As I see it, that one little response was so full of meaning that I had to take a day or two just to think about it. In fact, my wife and I have had several discussions about that call to the cable company wondering what prompted that “service rep” to be so grateful to a customer as to feel the need to “thank her for her kindness?”
My guess is that the person who answered that call probably spent her entire day listening to people complaining and yelling at her because the “stupid cable company had screwed up their bill.” Furthermore, since the service rep had a foreign sounding name and spoke English that was highly accented, my further guess is that many people may have disrespected her because she didn’t sound “American enough.” So I guess I’m not all that surprised that the woman from the cable company might have been so grateful to a caller who was “civil” with her that she would feel compelled to thank the customer for her kindness.
It all reminds me of one of my favorite “wisdom quotes” attributed to the Greek philosopher, Plato:
Be kind, for everyone you meet is fighting a hard battle
More often than not, whenever I talk about how we should treat one another as we walk a spiritual path, I usually use the word “love,” we are called to “love” neighbor as we love self.

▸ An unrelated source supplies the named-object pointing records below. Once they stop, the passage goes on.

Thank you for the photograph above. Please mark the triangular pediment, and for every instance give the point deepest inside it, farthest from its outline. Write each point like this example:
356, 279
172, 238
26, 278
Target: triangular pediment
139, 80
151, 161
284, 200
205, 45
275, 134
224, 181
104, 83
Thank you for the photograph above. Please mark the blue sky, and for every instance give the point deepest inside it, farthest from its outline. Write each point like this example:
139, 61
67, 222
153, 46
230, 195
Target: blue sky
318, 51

But the more I think about it, that word “love” is kind of slippery and abstract, it has many different meanings and is hard to pin down. It seems to me as if the word “kindness” may be a bit easier to grasp.
Interestingly enough, Buddhists rarely if ever talk about “love;” instead, they teach that compassion is the prized virtue on a spiritual path, and compassion is often translated as the practice of everyday kindness. Any word uttered or deed performed in order to promote the welfare and dignity of another, no matter how big or how small, is an act of kindness.
A simple word of thanks to the waiter who served a meal or to the cashier at the market, a word of encouragement to a co-worker who failed to get an expected promotion, taking a few moments to sit down with a child bewildered by a homework assignment, calling the cable company and treating the person who answers the call with respect – these are all acts of everyday kindness, so simple and yet so profound.
The Buddha taught:
Drop by drop the water jug is filled.
Likewise the wise man, gathering it little by little,
fills himself with good.
A simple act of everyday kindness may be just a drop in a bucket, but it can change the world, making it a better place in which to live.
I am reminded of something the Dalai Lama once said:
My religion is kindness.
I think that kindness is my religion too.